Les Indiens d'Amérique venaient de Sibérie

Les résultats ont montré que le code génétique des Amérindiens Karitiani était celui qui se rapprochait le plus du Sibérien de Mal'ta. Crédit : Alamy / Legion Media

Les résultats ont montré que le code génétique des Amérindiens Karitiani était celui qui se rapprochait le plus du Sibérien de Mal'ta. Crédit : Alamy / Legion Media

Un collectif de chercheurs, au sein duquel se trouvaient huit russes, a étudié les gènes des habitants préhistoriques de la Sibérie datant du Paléolithique supérieur. Les scientifiques sont parvenus à apporter de nouveaux éléments sur les étapes de la colonisation humaine des différents continents, notamment l'Amérique.

D'après les connaissances actuelles, les premiers habitants de l'Amérique - ou Paléoaméricains – arrivèrent sur le continent en passant par le détroit de Béring (il y avait alors un isthme entre la Sibérie et l'Alaska).
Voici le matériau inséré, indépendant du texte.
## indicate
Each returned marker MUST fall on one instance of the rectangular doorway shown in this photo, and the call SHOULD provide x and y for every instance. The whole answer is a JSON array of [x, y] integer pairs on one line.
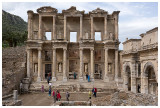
[[48, 69]]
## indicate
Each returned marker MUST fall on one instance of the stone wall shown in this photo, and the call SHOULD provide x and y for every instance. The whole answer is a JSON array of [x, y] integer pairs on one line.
[[13, 68]]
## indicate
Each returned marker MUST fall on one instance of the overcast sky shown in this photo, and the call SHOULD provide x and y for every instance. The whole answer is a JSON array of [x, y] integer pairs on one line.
[[134, 18]]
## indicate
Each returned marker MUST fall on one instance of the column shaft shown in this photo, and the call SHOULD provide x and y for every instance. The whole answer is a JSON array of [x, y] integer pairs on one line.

L’Altaï serait la patrie génétique des premiers Américains. Leurs ancêtres s’établirent en Sibérie puis rallièrent l'Amérique.

Bien que les habitants d'Asie orientale partagent avec les premiers Américains un code génétique proche, les chercheurs n'étaient jusqu'à présent pas en mesure de déterminer précisément de quel peuple de l'Ancien Monde ces gènes se rapprochaient le plus. Suite aux résultats des tests ADN effectués sur différentes ethnies, les chercheurs sont parvenus à dégager de nouvelles conclusions concernant le processus de colonisation suivi par les Indiens préhistoriques.

Un groupe de recherche, sous la direction de Maanasi Raghavan (Université de Copenhague), et comprenant des scientifiques russes, a étudié le génome des anciens Sibériens et l'a comparé avec les données obtenues auprès d'autres peuples. Les résultats de l'étude ont été publiés dans le magazine Nature.

Les chercheurs se sont basés sur l'ADN obtenu grâce au squelette d'un Sibérien ayant vécu il y a près de 24 000 ans. Le squelette avait été découvert lors des fouilles effectuées entre 1928 et 1958 dans l'Oblast d'Irkoutsk, sur le site préhistorique de Mal'ta (il est aujourd'hui conservé à l'Ermitage). Les scientifiques ont séquencé l'ADN en question, puis ont comparé les résultats de l'analyse avec le génome propre à onze peuples actuels, dont quatre peuples eurasiens (les peuples maris, avars, indiens et tadjiks), ainsi qu'avec le génome de l’hominidé de Denisova. Les résultats ont montré que le code génétique des Amérindiens Karitiani était celui qui se rapprochait le plus du Sibérien de Mal'ta.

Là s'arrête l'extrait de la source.